Künzer: Ist auch eine hochkarätige Mannschaft, die sicherlich auch in den engeren oder weiteren Favoritenkreis zu zählen ist. Aber es muss halt eben alles perfekt laufen, um so ein Turnier zu gewinnen, und das versuchen natürlich die anderen auch.
Heinemann: Mit welcher Taktik sollten Michael Ballack und die seinen gegen die Polen, die ersten Gegner in Klagenfurt, antreten?
Künzer: Ich glaube, dass das ein ganz wichtiges Spiel wird. Die Deutschen haben jetzt schon länger kein Europameisterschaftsspiel mehr gewonnen. Von daher wäre es schon wichtig, mit einem Sieg zu starten. Das heißt, man muss darauf achten, dass man hinten in der Defensive sehr gut steht - da gab es ja in den letzten Spielen noch einige Probleme -, dass man sich da findet sozusagen als Abwehrverbund, und in der Offensive wird sich der Rest, glaube ich, ergeben, weil Tore machen, das können die Deutschen.
Heinemann: Welche Probleme gibt es in der Defensive?
Künzer: Man hat gesehen: Christoph Metzelder ist noch nicht so lange wieder im Training, hat eine längere Verletzungspause hinter sich und musste sich quasi jetzt in den letzten Wochen richtig ranarbeiten. Von daher gab es da noch leichtere Abstimmungsprobleme. Mertesacker sah ein bisschen müde aus von der harten Vorbereitung und auch von der harten Saison. Von daher hoffe ich, dass die deutsche Mannschaft die letzten Tage gut nutzen wird und dass es dann alles passt.

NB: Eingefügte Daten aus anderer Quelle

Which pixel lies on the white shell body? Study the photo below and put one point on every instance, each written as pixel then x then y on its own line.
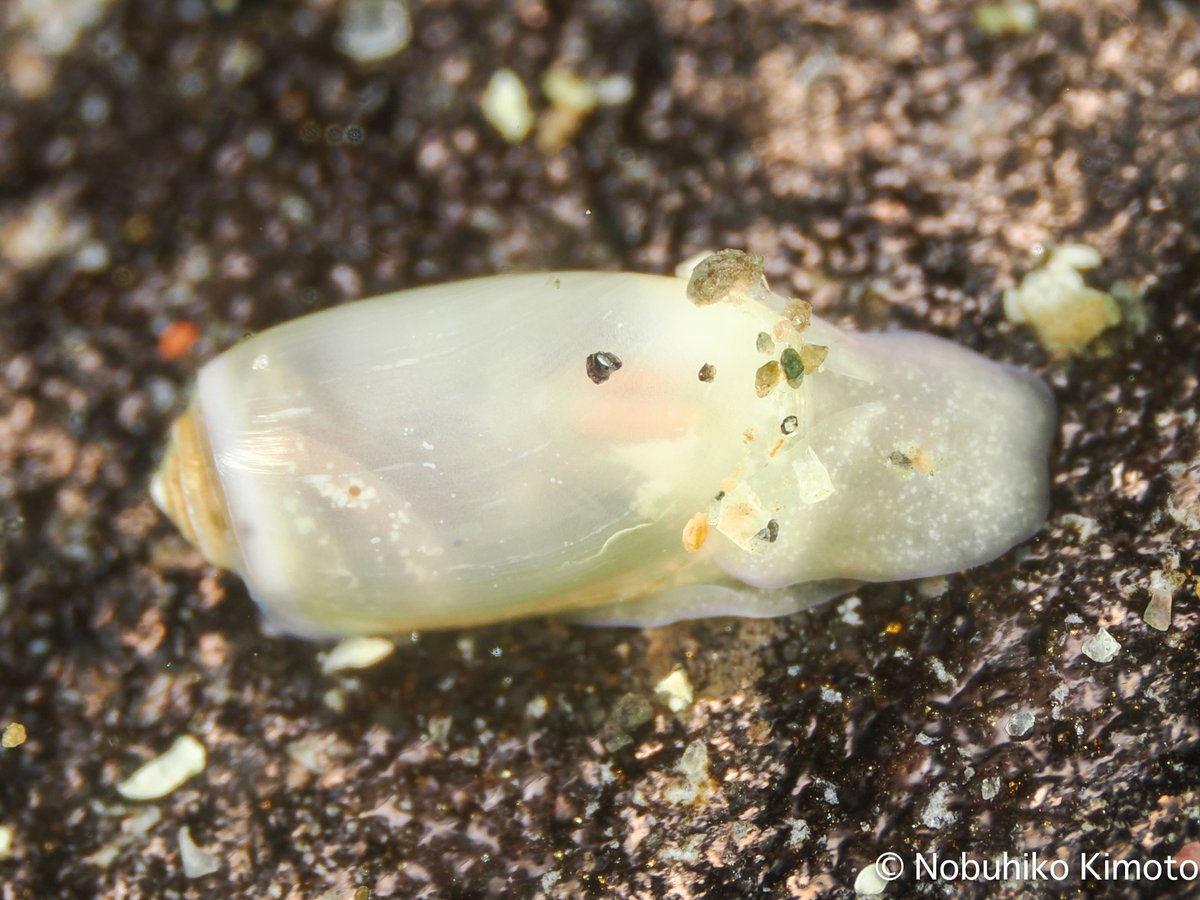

Heinemann: Und Jens Lehmann hat den englischen Rasen auch schon länger nicht betreten. Muss dahinten noch zusammenwachsen, was zusammen gehören sollte?

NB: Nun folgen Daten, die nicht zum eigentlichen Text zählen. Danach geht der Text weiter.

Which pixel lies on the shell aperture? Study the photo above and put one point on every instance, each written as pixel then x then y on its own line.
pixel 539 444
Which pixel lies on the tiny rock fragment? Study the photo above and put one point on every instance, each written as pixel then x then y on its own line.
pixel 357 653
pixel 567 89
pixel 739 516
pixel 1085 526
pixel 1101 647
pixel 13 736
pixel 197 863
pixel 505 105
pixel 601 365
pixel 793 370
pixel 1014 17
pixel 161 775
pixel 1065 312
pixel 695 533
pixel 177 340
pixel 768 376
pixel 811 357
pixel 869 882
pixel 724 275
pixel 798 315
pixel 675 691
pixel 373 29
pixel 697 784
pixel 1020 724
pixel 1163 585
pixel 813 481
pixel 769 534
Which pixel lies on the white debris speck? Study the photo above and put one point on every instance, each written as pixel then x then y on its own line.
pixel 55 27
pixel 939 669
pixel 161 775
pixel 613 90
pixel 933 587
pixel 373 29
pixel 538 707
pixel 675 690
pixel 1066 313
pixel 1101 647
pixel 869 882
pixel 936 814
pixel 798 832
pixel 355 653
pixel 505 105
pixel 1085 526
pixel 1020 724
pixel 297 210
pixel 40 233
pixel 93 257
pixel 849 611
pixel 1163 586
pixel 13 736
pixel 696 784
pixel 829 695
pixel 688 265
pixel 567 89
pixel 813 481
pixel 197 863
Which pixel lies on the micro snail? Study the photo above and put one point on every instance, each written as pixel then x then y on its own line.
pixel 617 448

Künzer: Ja, auf jeden Fall. Es ist vielleicht eine ungewöhnliche Ausgangssituation mit einem Torwart, der nicht regelmäßig gespielt hat. Aber ich glaube, er ist erfahren genug und cool genug, dass er das quasi ausschalten kann und sich ganz auf die Spiele konzentrieren kann.

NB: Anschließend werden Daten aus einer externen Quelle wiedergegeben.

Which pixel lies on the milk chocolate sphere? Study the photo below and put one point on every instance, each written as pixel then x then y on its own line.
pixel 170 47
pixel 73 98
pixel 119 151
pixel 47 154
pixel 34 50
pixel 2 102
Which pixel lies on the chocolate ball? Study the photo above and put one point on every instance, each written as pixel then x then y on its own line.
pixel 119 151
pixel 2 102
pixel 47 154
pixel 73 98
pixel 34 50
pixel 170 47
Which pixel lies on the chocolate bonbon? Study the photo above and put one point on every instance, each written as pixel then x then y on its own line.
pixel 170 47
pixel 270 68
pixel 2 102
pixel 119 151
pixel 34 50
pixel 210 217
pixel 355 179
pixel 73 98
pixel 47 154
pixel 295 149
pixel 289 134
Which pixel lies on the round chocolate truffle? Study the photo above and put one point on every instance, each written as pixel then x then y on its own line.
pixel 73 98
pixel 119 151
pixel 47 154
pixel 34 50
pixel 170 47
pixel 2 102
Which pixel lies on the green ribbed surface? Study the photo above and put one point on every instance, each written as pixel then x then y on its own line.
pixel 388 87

Heinemann: Gehört Lukas Podolski ins Mittelfeld wie in seinen Kölner Zeiten, oder ist er eher ein lupenreiner Stürmer für Sie?
Künzer: Von vornherein will ich erst mal sagen ist er schon Stürmer. Man kann ihn sicherlich - er hat es ja gezeigt - auch mal im Mittelfeld bringen, aber ich glaube, er sieht sich selbst auch eher als Stürmer. Von daher: Zur Gewohnheit wird es wahrscheinlich im Mittelfeld nicht werden.
Heinemann: Frau Künzer, Michael Ballack hat vor dem letzten Spiel klare Ansagen gemacht. Die Testformation müsse auch die Mannschaft für den Ernstfall sein. Wie stark ist die Position des Kapitäns?
Künzer: Im Moment habe ich das Gefühl, dass er vielleicht präsenter als jemals zuvor ist. Die Medien geben ihm da auch etwas Unterstützung. Man hat gemerkt, in Chelsea kommt er immer besser in Fahrt. Er übernimmt so schon die Rolle des Leithammels, möchte ich mal sagen, und die ist sicherlich auch ganz wichtig, weil er im Moment die einzige Person ist, die vielleicht die Mannschaft führen kann.
Heinemann: Welcher Spielraum bleibt für den Bundestrainer?
Künzer: Ich glaube, er hat schon Spielraum, und er ist ja ein Fußballfachmann. Von daher wird er sich auch mit seinem Team-Captain besprechen und die richtigen Entscheidungen treffen. Er ist letztendlich derjenige, der die Verantwortung tragen muss, und er wird die richtigen Entscheidungen treffen.
Heinemann: Schauen wir noch mal auf die anderen Mannschaften. Wie schätzen Sie die Gastgeber ein?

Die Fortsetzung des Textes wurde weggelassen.